The production of Dido+Aeneas is the evening's highlight. Nelson has transposed the tale from classical antiquity to the present. In front of a bare black table, a housewife struggles with a tottering marriage (to businessman Aeneas) and the psychological demons within her. The original witches, spirits, and messengers of the original libretto are transformed into forces lodged within the mind of the troubled woman. Behind a scrim, the darkened chorus embellishes the decline and suicide of the protagonist. Both vocally and dramatically, Emily Noel provides a riveting portrait of a tormented and abandoned woman. Unfortunately, the Aeneas (Jason Buckwalter) delivers a more pedestrian performance. The Purcell score only gains in pathos and purity in this radical transposition of the action.

As usual, Nelson has wisely chosen his supporting forces. Supporting soloists and expert choruses are provided by the Handel Choir of Baltimore and the Peabody Conservatory of Music. The Ignoti Dei Orchestra provides moving accompaniment for the Purcell, although the baroque ensemble struggles with the atonal lurches of Gonzales.

Friday, February 4, 2011

Of Grief and Magic

With its distinctive mission to favor the theatrical voice of women, the Strand Theater offers a solid production of Joan Didion's The Year of Magical Thinking. Based on her earlier memoir, the play explores Didion's grief during the improbable year in which she faces the sudden death of her husband and the prolonged medical crises leading to the death of her daughter.

The monologue is vintage Didion. Precise details of jewelry, clothing, medicines, corn fields, and airplane seats are recalled with a military severity. The pain of the year's grief is threaded with ironic comments on comparative river views and senses of time. This is very much the tiny affluent world of the literati who circle Didion and her author husband John Gregory Dunne. Not everyone is buried from the vaults of Manhattan's Cathedral of Saint John the Divine. Not everyone can dryly compare commissions for Life vs. Vogue.
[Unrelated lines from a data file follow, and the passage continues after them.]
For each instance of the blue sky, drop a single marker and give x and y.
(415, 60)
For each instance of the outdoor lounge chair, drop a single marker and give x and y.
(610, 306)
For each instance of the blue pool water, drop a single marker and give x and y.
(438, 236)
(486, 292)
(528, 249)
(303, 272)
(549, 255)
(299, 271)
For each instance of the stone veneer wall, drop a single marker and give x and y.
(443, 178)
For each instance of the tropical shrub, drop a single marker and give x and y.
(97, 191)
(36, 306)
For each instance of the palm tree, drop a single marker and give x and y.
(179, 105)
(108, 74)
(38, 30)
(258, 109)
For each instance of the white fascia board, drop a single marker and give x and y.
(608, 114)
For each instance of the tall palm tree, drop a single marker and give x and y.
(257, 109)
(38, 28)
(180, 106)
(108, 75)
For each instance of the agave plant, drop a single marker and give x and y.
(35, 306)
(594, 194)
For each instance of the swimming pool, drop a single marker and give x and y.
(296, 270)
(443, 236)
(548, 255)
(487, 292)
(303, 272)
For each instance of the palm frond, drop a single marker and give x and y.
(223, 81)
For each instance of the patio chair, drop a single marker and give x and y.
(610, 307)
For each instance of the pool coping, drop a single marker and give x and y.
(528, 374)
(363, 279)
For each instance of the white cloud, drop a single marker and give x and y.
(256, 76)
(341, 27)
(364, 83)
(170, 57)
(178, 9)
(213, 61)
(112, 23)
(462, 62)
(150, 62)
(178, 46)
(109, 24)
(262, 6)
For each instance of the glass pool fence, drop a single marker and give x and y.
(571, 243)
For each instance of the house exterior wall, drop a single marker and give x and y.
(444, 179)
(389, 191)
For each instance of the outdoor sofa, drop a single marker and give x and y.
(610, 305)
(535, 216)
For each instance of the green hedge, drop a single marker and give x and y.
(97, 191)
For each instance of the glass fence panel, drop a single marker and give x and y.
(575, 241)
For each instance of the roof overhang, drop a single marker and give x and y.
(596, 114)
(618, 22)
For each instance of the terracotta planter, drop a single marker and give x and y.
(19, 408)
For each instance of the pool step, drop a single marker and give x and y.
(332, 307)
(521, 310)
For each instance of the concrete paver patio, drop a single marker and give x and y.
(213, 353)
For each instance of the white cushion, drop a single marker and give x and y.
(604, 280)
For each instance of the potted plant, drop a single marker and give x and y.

The author's bewilderment at the death of the family wanders through the brittle, name-dropping gossip of several blocks on the Upper East Side.

Dianne Hood provides an engaging performance of the one-woman monologue: not an easy task at a running length of 80 minutes without intermission. Hood's Didion is very much the grande dame: in regal control of all the lethal events, ready for a precise commentary on each odd twist, lucid about her inconsolable grief as she magically and impossibly tries to wish her husband and daughter back to life. As consistent as Hood's performance is, the emotional range seems limited. The irony, the control, and the literary wit of Didion are present, but the rage and the bewilderment at the losses seem subdued. A certain primness dominates.
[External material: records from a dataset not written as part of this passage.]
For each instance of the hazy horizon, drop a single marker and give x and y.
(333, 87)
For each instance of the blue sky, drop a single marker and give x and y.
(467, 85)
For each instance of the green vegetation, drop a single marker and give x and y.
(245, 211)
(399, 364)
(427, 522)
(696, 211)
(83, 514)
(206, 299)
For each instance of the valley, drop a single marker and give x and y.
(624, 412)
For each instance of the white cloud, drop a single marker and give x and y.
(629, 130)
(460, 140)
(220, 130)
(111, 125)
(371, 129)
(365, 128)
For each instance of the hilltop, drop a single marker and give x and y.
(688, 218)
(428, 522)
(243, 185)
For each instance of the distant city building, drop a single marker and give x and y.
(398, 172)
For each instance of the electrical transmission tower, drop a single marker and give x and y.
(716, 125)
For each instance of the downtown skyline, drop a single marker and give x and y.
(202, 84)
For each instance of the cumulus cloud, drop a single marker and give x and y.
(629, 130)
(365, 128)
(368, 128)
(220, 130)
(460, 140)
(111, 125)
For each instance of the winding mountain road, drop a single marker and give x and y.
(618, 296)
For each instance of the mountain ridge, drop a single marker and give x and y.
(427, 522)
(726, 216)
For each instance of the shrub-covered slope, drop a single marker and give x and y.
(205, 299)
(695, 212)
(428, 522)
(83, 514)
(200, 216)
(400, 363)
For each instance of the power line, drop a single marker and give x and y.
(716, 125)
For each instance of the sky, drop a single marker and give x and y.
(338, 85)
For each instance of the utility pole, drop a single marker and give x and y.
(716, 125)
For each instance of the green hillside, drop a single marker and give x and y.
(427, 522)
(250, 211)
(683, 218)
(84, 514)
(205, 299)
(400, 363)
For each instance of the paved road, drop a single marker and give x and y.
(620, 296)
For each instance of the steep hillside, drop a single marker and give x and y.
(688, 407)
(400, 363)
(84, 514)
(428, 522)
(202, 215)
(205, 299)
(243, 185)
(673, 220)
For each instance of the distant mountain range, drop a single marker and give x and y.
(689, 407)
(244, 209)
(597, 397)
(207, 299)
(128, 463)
Miriam Bazensky's direction permits Hood to move gracefully over the Strand's tiny stage. Every effort is made to avoid the stasis that so easily overcomes dramatic monologues. In recounting her adventures with grief, Hood occasionally moves into an effective soft mime.

One of the heroes of the evening is set designer Debbie Bennett. The sleek, stylized set of Didion's apartment projects the coolness, accomplishment, and (thanks to a prominent mirror) the self-absorption of Didion. Even in her most painful self-disclosures, the self-assurance and wry calculation of Didion remain the stronger.